Das gab's hier noch nie.

Könnt daran liegen, dass ich derzeit nur noch auf Sparflamme funktioniere:
essen, schlafen, arbeiten.
Und natürlich darauf achten, dass das Tablet immer aufgeladen ist, um es dem lebhaften Kinde in die Hand zu drücken.
(Es wird ja immer für einen Scherz gehalten, wenn man sagt: "KiKa und Tablet sind meine zuverlässigsten Babysitter". Leute, seid doch nicht naiv! Dat is kein Scherz. Wann setzen übrigens nochmal diese Lebensmüdigkeit und die damit einhergehende Trägheit ein? Erst in den Teenjahren oder doch erst alsTwen?)

"Lasst mich Arzt, ich bin durch!!", möchte ich rufen, denn durch bin ich echt. Körperlich, psychisch, mental.
Hallo Panikattacken! Lange nicht gesehen und doch wiedererkannt!

Mann Mann Mann...
Diese Firma schafft mich echt...

Zu viel Arbeit für zu wenig Angestellte - wer kennt es nich.
Das ließ sich noch steigern, als meine Kollegin, mir der ich sonst unseren kleinen Fachbereich wuppe, sich in den Sommerurlaub verabschiedete und ich 3 Wochen alleine dadurch musste.
Heißt: die Arbeit, die wir sonst in 70 Stunden erledigen, musste nun mit 30 bewältigt werden.
Klappte natürlich nicht, aber dank Unterstützung aus anderen Fachbereichen schaffte ich wenigstens das Nötigste.

Was zusätzlich schlauchte, war der Umzug.
Ende Juni hieß es: "Obacht!

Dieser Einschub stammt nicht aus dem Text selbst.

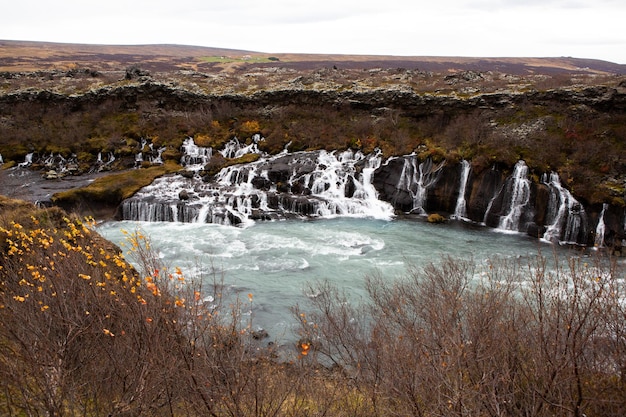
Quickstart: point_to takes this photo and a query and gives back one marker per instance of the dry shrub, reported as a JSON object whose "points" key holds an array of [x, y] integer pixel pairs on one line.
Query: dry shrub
{"points": [[503, 340]]}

Wir ziehen am Freitag den 13.07. um!"
Wir so: "Aha?! Ok, dann können wir ja jetzt schon mal ganz gemütlich mit Kisten packen anfangen."
Teamleiter: "Auf keinen Fall! Am Freitag davor kommt der OberOberboss zu Besuch, der soll hier keine Unordnung vorfinden."
Äh...
Wieso nicht? Ich vermute: drohende Spontanerblindung beim Anblick von Umzugskartons, kann mich aber auch irren.
*augenroll*

Am Montag, den 09.07., stürmte morgens der Teamleiter rein und befahl:
"Los los!! Kisten packen, wir ziehen HEUTE um!"

Tja und wenn man überstürzt packen muss, weil der Umzugswagen mit laufendem Taxameter bereits vor der Tür steht, schleudert man einfach alles greif- und schleuderbare in den nächstbesten Karton.
Ja klar, ohne Beschriftung, was dachtet ihr denn?!
Und so kam es, dass wir uns noch heute, 3 Wochen später, durch Kisten wühlen müssen, auf der Suche nach Pendelheftern, Kaffeefiltern oder der Telefonrechnung.

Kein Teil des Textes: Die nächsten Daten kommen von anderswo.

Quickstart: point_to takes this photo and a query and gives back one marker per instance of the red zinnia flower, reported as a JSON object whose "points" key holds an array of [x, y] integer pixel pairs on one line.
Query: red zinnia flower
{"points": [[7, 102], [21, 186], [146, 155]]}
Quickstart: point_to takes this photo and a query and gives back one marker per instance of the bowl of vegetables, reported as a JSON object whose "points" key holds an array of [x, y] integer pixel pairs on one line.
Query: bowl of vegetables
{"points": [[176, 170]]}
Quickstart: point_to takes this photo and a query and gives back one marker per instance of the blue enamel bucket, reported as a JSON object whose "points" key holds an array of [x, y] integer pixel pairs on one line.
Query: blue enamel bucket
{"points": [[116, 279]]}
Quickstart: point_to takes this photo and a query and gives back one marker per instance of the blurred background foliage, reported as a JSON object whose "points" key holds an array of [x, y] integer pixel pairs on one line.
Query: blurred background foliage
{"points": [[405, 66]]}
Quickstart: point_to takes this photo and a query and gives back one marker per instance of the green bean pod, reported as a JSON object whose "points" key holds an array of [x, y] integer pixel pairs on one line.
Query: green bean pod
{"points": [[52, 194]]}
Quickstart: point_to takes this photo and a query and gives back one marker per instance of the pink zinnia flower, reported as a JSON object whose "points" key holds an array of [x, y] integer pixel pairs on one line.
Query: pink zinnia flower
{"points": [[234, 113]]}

Nun hatte sich derjenige, der diesen Umzug geplant hatte, und ich vermute, dass es der Chef höchstpersönlich und ganz alleine war, im Vorfeld nicht gründlich genug mit den Begebenheiten der neuen Lokalität, die nämlich über eine feuchte Küchenwand verfügte bzw. mit dem vorigen Mietvertrag auseinandergesetzt, der besagte, dass der Kühlschrank im alten Gebäude zu verbleiben hätte.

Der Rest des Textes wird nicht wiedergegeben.